William John Munro †1、 2/Victor. M. Bastidas †1、 2
東 浩司(あずま こうじ)†1、 2/根本 香絵(ねもと かえ)†3
NTT物性科学基礎研究所†1
NTT理論量子物理研究センタ† 2
国立情報学研究所†3
はじめに
量子力学の原理が、従来技術では実現できない、あるいは従来技術の性能を大きく凌駕する、全く新しい技術を生み出すことが分かってから約半世紀になります。これら技術のすべては、「量子」の技術的優位性を獲得するために、「量子コヒーレンス*1」や「量子もつれ*2」を利用し、その応用範囲は量子計測・イメージングから、量子通信、量子計算に至るまでと、広範なものになっています。これらの分野自体は依然として揺籃期にありますが、私たちはすでに、量子センサアレイを含む多数の入力を取り入れ、量子コンピュータをつなぐ「量子インターネット」の姿さえも想像しています(1)。必要とあれば量子時計*3を用いて、ここで使用されるすべてのデバイスを同期することもできます(2)。ここでの疑問は、図1にあるように、現在手に入る数量子ビットデバイスから、NISQ(Noisy Intermediate-Scale Quantum)プロセッサ(3)や、究極的な誤り耐性量子コンピュータ(4)にどのように移行していくか、あるいはこれらを実現するためにどのような道のりを歩むべきかということです。

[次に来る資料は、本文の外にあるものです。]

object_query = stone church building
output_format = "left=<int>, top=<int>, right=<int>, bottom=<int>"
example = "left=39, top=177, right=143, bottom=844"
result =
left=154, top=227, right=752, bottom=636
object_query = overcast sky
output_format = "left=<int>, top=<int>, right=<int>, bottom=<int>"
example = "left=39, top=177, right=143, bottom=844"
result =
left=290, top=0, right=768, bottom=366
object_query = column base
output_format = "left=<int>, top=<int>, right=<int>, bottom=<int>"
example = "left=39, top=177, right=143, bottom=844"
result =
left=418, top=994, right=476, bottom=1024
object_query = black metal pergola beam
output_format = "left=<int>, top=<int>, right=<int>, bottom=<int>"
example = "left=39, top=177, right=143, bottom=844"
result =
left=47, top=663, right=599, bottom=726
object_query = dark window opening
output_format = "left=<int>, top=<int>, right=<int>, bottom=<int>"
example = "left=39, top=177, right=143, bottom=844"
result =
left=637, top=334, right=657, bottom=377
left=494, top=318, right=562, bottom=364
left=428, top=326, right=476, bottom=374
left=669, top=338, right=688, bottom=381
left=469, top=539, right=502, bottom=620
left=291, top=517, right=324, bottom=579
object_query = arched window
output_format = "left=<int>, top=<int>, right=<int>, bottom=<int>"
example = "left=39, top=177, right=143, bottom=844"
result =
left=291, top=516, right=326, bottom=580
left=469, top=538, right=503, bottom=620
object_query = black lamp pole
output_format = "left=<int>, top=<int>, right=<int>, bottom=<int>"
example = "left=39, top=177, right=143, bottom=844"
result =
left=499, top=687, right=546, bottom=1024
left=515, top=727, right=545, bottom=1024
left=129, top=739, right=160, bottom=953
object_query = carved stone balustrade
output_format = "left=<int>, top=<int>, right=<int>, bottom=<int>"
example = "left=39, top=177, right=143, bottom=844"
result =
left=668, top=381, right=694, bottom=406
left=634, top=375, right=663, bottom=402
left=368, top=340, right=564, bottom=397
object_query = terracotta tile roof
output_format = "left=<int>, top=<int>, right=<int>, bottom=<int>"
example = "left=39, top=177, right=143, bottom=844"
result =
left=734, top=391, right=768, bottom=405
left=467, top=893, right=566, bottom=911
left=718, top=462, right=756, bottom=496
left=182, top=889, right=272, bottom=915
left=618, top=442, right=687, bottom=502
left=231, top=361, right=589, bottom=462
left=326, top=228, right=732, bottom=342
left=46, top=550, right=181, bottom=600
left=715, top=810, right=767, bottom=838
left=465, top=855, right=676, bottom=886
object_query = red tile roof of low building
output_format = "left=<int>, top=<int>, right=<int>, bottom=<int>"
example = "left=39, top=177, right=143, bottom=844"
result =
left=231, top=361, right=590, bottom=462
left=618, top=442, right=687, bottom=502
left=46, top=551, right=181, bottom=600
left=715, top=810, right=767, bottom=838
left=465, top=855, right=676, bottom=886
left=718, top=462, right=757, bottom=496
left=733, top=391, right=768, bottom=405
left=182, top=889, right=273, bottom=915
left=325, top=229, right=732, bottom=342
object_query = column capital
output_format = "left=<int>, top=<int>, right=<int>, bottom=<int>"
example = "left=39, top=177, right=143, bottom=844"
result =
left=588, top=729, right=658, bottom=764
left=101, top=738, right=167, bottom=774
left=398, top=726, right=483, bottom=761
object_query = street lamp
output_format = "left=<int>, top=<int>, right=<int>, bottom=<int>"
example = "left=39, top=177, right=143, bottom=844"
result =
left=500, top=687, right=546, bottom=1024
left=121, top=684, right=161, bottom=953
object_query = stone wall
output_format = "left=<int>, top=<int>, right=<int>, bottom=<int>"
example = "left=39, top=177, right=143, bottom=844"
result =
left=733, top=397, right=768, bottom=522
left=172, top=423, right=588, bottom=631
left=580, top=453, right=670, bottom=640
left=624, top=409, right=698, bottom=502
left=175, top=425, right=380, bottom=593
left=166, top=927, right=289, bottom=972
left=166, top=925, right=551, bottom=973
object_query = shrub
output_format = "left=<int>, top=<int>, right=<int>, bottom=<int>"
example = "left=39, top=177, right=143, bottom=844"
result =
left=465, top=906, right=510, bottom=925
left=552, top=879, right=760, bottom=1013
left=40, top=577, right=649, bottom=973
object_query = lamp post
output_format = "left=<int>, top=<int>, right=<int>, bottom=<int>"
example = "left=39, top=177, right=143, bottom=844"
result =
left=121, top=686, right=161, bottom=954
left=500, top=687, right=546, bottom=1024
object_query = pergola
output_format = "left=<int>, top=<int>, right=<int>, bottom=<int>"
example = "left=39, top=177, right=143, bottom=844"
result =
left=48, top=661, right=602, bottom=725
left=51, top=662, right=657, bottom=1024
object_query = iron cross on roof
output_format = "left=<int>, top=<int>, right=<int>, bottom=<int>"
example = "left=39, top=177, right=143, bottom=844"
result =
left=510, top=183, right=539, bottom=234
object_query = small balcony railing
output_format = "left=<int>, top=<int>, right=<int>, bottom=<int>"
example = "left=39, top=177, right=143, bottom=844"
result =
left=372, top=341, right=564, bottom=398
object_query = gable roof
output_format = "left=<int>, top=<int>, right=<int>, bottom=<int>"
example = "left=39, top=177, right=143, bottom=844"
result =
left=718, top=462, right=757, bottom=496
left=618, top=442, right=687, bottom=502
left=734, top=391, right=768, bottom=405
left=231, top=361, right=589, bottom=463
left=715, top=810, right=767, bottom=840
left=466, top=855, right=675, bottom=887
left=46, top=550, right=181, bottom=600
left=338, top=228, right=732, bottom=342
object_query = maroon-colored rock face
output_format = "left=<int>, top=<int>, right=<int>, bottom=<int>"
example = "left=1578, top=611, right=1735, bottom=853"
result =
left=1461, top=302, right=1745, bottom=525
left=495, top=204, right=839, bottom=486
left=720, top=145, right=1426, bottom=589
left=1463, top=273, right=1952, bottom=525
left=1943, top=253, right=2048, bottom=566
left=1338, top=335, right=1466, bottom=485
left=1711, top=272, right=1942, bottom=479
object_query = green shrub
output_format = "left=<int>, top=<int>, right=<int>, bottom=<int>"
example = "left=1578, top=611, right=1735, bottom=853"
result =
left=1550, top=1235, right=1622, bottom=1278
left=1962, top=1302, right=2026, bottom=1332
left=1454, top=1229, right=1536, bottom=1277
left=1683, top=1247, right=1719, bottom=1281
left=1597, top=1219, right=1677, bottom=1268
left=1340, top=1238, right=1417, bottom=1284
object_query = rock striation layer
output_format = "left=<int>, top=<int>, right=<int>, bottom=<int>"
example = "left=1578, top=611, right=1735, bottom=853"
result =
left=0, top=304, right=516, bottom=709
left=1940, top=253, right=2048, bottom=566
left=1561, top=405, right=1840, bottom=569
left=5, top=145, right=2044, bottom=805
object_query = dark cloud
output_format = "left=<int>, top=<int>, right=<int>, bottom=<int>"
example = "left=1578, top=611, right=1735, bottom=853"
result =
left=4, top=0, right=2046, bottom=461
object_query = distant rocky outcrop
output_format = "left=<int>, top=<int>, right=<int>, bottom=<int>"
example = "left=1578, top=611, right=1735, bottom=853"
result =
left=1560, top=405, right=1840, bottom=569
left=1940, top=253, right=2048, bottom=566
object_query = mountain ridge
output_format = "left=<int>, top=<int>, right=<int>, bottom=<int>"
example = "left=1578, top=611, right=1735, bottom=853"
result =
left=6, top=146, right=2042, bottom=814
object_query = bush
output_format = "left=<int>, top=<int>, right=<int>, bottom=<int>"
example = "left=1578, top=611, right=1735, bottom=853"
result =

ここ10年間で、量子技術の開発やその将来に関してのパラダイムシフトが起きてきました。一研究室レベルで、数量子ビットを用いて原理検証実験を行ってきたこれまでとは異なり、商用利用可能で、ある程度の規模を持つ量子プロセッサを構築するレベルへと移行してきました。超伝導回路、イオントラップ、光学系では、コヒーレンスを保ちながら同時に動作する約50量子ビットを持つデバイスが実現され、それらの上で非自明な量子アルゴリズムが実行されています。これらのNISQプロセッサは、従来型の計算機では計算することが困難な複雑性、いわゆる「量子優位性」を持つことが示されています(5)、(6)。しかし、NISQプロセッサで用いられる量子ビットやゲート操作、測定、制御が持つノイズの影響で、それが扱えるタスクのサイズは非常に制限されます(図1)。ノイズ補償技術は、システムサイズの拡大にある程度は貢献しますが、(10⁶から10⁸個の量子ビットと数兆回にも及ぶゲート操作から成る)万能量子計算までをも達成しようと思うと、誤り訂正や誤り耐性が必要になります。基本的な問いは、現状の技術動向をかんがみて、どのようにして量子コンピュータの未来像を獲得していくかということです。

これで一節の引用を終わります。